# Is it just overkill?



## Cryozombie (Jan 27, 2008)

Mag-Fed 20MM Rifle​
49&#8221; match grade fluted barrel​
Heavy duty clam-shell brake​
Detachable box magazine​
Available in *14.5mm*, *20mm*, and new *Anzio 20-50* calibers​
Titanium firing pin​
5000 yard maximum range​
Optional weights and configurations​
Huge amounts of fun​
Low recoil​
This MONSTER is only $12,000.00 with an approx cost of 8 bucks a round (15 for tracers) for ammo... better ban em before criminals start using them in holdups... *sarcasm*
















*From left to right:* .223, .338 lapua, 50BMG, 20MM Vulcan

Like I said... Might be a BIT of overkill to this weapon.​


----------



## Andy Moynihan (Jan 27, 2008)

Idunno.

Unfortunately I can envision some situations in another few years where it could be just the thing


----------



## theletch1 (Jan 27, 2008)

I had to wipe the drool off the keyboard before I could answer.  I don't think it's overkill if used against hard targets at a distance.  Vehicles, barracades, buildings.  5000 yards is a lot a safety between a sniper and an APC.


----------



## Big Don (Jan 27, 2008)

CA will ban these shortly


----------



## Lisa (Jan 27, 2008)

Overkill, Maybe.

But I bet it would be a hoot to shoot!


----------



## Big Don (Jan 27, 2008)

BTW, 5000 yards = 2.84 MILES...


----------



## theletch1 (Jan 27, 2008)

Big Don said:


> BTW, 5000 yards = 2.84 MILES...


How's that for reachin' out and touching someone?


----------



## Cryozombie (Jan 27, 2008)

Big Don said:


> CA will ban these shortly


 
Yeah... thats why I commented about Criminals using them.  I wonder statistically how many of those .50bmgs Cali banned were being used to rob banks like they claimed...


----------



## tellner (Jan 27, 2008)

You can kill an elephant with a .300 Weatherby Magnum. You can kill a full sized baleen whale with a .50. If things are ever so bad that regular people here are pulling out young pieces of field artillery to take out hardened military targets we're all a day late and a dollar short.
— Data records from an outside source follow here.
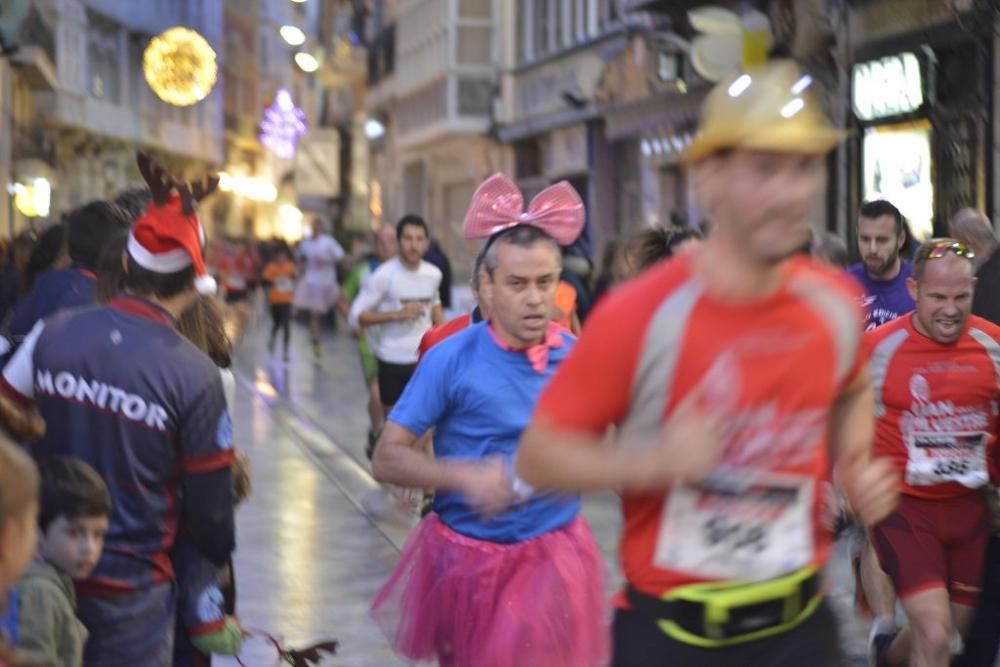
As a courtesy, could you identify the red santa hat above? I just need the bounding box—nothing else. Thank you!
[127,153,219,294]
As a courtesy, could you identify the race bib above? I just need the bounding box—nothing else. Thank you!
[906,432,989,489]
[653,471,815,580]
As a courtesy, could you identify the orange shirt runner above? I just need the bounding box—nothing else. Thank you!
[264,260,295,304]
[537,256,865,596]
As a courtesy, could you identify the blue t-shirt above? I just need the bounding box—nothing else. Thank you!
[389,323,580,543]
[10,269,96,343]
[847,261,916,331]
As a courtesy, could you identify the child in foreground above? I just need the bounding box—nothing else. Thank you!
[15,457,111,667]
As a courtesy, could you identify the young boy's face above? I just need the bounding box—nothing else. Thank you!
[38,515,108,579]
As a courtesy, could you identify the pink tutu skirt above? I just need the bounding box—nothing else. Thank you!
[371,514,610,667]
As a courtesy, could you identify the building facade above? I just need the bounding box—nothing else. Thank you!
[365,0,510,277]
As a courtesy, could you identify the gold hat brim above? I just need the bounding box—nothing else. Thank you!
[681,125,849,165]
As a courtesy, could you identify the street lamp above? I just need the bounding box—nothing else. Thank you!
[295,51,319,72]
[365,118,385,141]
[278,25,306,46]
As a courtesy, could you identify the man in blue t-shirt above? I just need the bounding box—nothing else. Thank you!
[848,199,914,331]
[372,177,608,667]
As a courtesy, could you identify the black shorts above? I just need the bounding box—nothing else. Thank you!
[378,360,417,405]
[226,290,250,303]
[611,602,843,667]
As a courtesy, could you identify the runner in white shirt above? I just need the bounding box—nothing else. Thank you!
[350,215,444,414]
[294,220,346,357]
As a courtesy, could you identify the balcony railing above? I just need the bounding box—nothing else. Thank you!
[13,127,56,165]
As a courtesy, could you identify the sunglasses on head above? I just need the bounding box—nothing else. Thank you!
[917,239,976,259]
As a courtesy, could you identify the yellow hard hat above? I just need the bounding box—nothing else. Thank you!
[682,60,846,164]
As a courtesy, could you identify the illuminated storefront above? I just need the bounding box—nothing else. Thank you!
[848,23,993,246]
[852,52,934,239]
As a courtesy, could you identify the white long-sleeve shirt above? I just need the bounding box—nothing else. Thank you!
[348,257,441,364]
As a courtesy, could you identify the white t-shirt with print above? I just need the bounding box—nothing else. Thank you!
[349,257,441,364]
[299,234,346,285]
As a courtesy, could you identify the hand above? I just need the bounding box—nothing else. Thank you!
[841,458,899,526]
[459,458,517,517]
[637,391,726,490]
[820,482,851,533]
[396,301,424,321]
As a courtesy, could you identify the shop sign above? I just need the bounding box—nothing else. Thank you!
[851,53,924,121]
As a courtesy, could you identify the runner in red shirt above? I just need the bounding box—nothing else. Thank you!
[867,239,1000,667]
[516,62,897,667]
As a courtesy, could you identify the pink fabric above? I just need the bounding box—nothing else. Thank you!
[487,322,564,373]
[465,174,584,246]
[371,514,610,667]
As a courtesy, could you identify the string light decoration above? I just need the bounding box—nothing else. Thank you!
[142,26,219,107]
[260,88,306,160]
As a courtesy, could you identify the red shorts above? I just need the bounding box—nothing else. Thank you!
[871,492,990,607]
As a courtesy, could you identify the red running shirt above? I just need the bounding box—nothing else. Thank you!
[417,313,472,363]
[537,255,865,595]
[865,315,1000,500]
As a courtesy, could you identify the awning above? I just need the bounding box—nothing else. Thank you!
[603,87,710,141]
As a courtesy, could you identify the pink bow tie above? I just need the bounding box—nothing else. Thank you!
[486,322,564,373]
[465,174,584,246]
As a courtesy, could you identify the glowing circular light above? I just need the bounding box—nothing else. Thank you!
[142,26,219,107]
[278,25,306,46]
[295,51,319,72]
[13,178,52,218]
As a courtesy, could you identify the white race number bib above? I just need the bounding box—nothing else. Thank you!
[906,432,989,489]
[653,471,815,581]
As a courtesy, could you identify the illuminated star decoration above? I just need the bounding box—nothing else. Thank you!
[142,26,219,107]
[260,88,306,160]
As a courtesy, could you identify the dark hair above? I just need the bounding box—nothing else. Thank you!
[396,213,431,241]
[24,222,66,290]
[38,456,113,532]
[124,255,194,299]
[177,296,233,368]
[858,199,904,236]
[630,225,702,273]
[480,225,562,277]
[115,185,153,224]
[66,200,132,271]
[94,229,129,303]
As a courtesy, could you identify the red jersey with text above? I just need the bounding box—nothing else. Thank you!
[538,255,864,595]
[865,315,1000,499]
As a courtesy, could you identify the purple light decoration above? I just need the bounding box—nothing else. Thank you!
[259,88,306,160]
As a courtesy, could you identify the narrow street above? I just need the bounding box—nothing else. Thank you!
[216,319,864,667]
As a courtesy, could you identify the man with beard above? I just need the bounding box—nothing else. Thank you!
[848,199,913,331]
[867,239,1000,667]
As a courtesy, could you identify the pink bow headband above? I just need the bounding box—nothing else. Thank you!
[465,174,584,246]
Sorry, but for once I have to agree with the antis. "Physical inadequacies real or imagined."


----------



## Guardian (Jan 27, 2008)

*Thats one piece of hardware there.  Dang, mount that on top of my house with a back break to keep me up.  I don't know what I would shoot with that, maybe a tank if they come in the neighbor, but it would be fun just to blow off a couple of rounds.*


----------



## SFC JeffJ (Jan 27, 2008)

A friend of mine has a Lathi(a pre-WWII 20mm "anti-tank" rifle) and it is a blast to shoot.  You do need a Destructive Device license to own one, or any piece of artillery, just like getting a Class-III license for automatic weapons.


----------



## Andy Moynihan (Jan 27, 2008)

tellner said:


> You can kill an elephant with a .300 Weatherby Magnum. You can kill a full sized baleen whale with a .50. If things are ever so bad that regular people here are pulling out young pieces of field artillery to take out hardened military targets we're all a day late and a dollar short.
> 
> Sorry, but for once I have to agree with the antis. "Physical inadequacies real or imagined."


 

I just figure if things go all the way to Condition Brown, like as in Aliens-are-strafing-my-hometown-the-White-House-is-overrun-by-zombies-and-the-Terminator-is-in-my-bathroom-doing-nasty-things-with-my-toothbrush BAD,  and by some ****ed-up twist of Fate I need equipment like *that* to do whatever needs doing, there isn't much of it that my el cheapo beat up ol' Mosin won't get for me.......


----------



## Cryozombie (Jan 27, 2008)

tellner said:


> If things are ever so bad that regular people here are pulling out young pieces of field artillery to take out hardened military targets we're all a day late and a dollar short.


 
Yeah because regualr lunitics would never say... steal a tank and drive it down the street while the people who are SUPPOSED to stop it look on helplessly...

Oh wait...

http://www.youtube.com/v/3vESIVemfG8&rel=1

Heh.


----------



## Cryozombie (Jan 27, 2008)

Oh BTW, in reality, the only reason I could see owning that is for the fun of the boom it would make when shot... I dont expect to have to take down a tank.


----------



## tellner (Jan 27, 2008)

Just remember what Chairman Mao said:



> Armed revolutionary struggle begins with the big knife.
> With a big knife you can get a sword.
> With a sword you can get a pistol.
> With a pistol you can get a rifle.
> With a rifle you can get anything.


----------



## foot2face (Jan 27, 2008)

Big Don said:


> BTW, 5000 yards = 2.84 MILES...


Is that how far the recoil will toss you back?  :lol:


----------



## Big Don (Jan 27, 2008)

foot2face said:


> Is that how far the recoil will toss you back?  :lol:



Yeah, that's why you need a bracing angle.


----------



## Doc_Jude (Jan 27, 2008)

Very nice. Too bad I'll never be able to get one... Damn Arnie!!!


----------



## Cryozombie (Jan 27, 2008)

tellner said:


> Just remember what Chairman Mao said:



Mao had it wrong... the big knife can get me a rifle.


----------



## searcher (Jan 28, 2008)

I am thinking overkill, but I have seen firsthand what the 50BMG does to a human being.   I have not much use for anything over .308.   I don't even want to envision what this would do to a person, the 50 is bad enough.


----------



## KenpoTex (Jan 30, 2008)

The round was designed to kill tanks/APC's, etc.  While there have been (as Jeff mentioned) other rifles made for these rounds, these were issued before tank armor got as strong as it is (which rendered the rifles pretty much irrelevant for their intended purpose).  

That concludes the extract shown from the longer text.